Although he was the author of several utopian future-history novels, H. G. Wells's major formal utopia, A Modern Utopia (1905), is set on a parallel world in the present day. Wells's version of the scientific-industrial state includes universal welfare benefits, a centralized bureaucracy, and a meritocratic hierarchy reflecting the fascination with élites that recurs throughout utopian thought. The Wellsian utopia was parodied in E. M. Forster's ‘The Machine Stops’ (1909), and in Brave New World where eugenics and behaviour control are used to perpetuate social stratification. A Modern Utopia remains influential for two main reasons. As a deliberate summing-up and synthesis of the earlier tradition—a work of ‘utopography’ as well as a utopia—it reflects the interdisciplinarity of utopian thought, and anticipates the more recent emergence of utopian studies as an intellectual field. Wells's acknowledgement of the difficulty (and yet the necessity) of combining didactic exposition with imaginative narrative exemplifies the formal problem of utopian fiction, a much-maligned genre. Also influential is his championship of the dynamic as against the static utopia. Each ‘hopeful stage’ of society is provisional rather than definitive, and at the heart of his Utopia Wells places a scientific élite, the Samurai—the modern descendants of Plato's Guardians—part of whose function is to destabilize Utopia and promote further progress.

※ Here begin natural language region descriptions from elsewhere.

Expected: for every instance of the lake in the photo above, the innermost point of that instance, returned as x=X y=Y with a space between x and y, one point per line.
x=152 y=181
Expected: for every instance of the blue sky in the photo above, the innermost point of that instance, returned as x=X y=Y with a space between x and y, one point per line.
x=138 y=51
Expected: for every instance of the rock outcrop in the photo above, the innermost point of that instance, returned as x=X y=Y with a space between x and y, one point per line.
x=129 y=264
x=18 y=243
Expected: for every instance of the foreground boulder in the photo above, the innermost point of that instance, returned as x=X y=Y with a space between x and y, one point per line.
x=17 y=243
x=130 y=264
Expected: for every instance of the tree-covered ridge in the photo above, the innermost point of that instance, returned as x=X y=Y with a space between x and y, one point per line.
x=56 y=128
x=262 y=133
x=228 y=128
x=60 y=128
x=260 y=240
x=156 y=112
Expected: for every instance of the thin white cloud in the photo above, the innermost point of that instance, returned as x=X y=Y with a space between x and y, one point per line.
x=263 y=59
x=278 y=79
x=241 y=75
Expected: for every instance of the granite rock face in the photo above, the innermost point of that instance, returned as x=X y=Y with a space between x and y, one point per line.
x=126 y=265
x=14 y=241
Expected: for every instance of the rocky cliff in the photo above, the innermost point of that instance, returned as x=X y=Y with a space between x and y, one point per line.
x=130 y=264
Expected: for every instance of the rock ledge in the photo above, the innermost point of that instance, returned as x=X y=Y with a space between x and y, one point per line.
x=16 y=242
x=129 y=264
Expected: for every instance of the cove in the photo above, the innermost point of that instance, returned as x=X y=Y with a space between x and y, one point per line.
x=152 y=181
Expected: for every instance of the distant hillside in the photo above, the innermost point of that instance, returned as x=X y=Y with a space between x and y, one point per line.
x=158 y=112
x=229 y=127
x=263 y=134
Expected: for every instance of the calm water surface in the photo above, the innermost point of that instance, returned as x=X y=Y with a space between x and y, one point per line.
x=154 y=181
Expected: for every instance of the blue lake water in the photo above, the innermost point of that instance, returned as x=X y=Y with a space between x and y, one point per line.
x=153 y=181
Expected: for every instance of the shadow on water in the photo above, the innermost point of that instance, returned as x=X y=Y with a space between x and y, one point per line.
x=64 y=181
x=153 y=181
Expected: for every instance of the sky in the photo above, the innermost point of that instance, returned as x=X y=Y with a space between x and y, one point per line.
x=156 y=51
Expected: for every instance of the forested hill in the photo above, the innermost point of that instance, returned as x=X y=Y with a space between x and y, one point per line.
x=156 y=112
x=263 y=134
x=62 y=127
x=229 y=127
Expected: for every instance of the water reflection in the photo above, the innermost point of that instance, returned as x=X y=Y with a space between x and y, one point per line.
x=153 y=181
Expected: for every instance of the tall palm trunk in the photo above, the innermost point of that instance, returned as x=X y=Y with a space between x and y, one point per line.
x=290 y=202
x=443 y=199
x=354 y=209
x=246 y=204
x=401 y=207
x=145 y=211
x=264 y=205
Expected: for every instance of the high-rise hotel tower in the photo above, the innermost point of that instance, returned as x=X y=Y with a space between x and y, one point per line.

The possibility of endless progress held out by modern scientific cosmology found its most far-reaching embodiment in Olaf Stapledon's Last and First Men (1930), a narrative of the next two billion years. Here the subject is not the perfect society but the successive evolutionary transformations of the human stock. Stapledon's successors are to be found in the future-history cycles of science-fiction authors such as Isaac Asimov and Arthur C. Clarke, with their diffused utopianism, rather than in the utopian genre more narrowly conceived (see science fiction). The near-future utopia, by contrast, typically shows the quality of life improved by measures of rational planning, political reorganization, or behaviour control, sometimes confined to a small community as in B. F. Skinner's Walden Two (1948). In Aldous Huxley's Island (1962), the people of Pala practise Buddhism and enjoy the fruits of intermediate technology until invaded by a rapacious neighbour backed by the multinational oil companies. Ursula K. LeGuin's Anarres in The Dispossessed (1974) and Ernest Callenbach's breakaway North American republic in Ecotopia (1975) provide further examples of the strictly regulated, bounded utopia. The feminist utopia, from Charlotte Perkins Gilman's Herland (1915) to Marge Piercy's Woman on the Edge of Time (1976) and Octavia Butler's Xenogenesis trilogy (1987–9), relies either on sexual segregation or on control of reproductive methods. Of all these societies it may be asked whether the intellectual daring that went into setting them up can continue to flourish within them. By contrast, the value of mental and emotional freedom remains paramount in the fictional anti-utopia, a genre whose warnings about the threats posed by scientific and industrial progress are heard throughout the century, from Jack London's The Iron Heel (1907) to Margaret Atwood's The Handmaid's Tale (1985). See Utopia and Anti-Utopia in Modern Times (1987), by Krishan Kumar, and Utopian and Science Fiction by Women: Worlds of Difference (1995), edited by Jane L. Donawerth and Carol A. Kolmerten.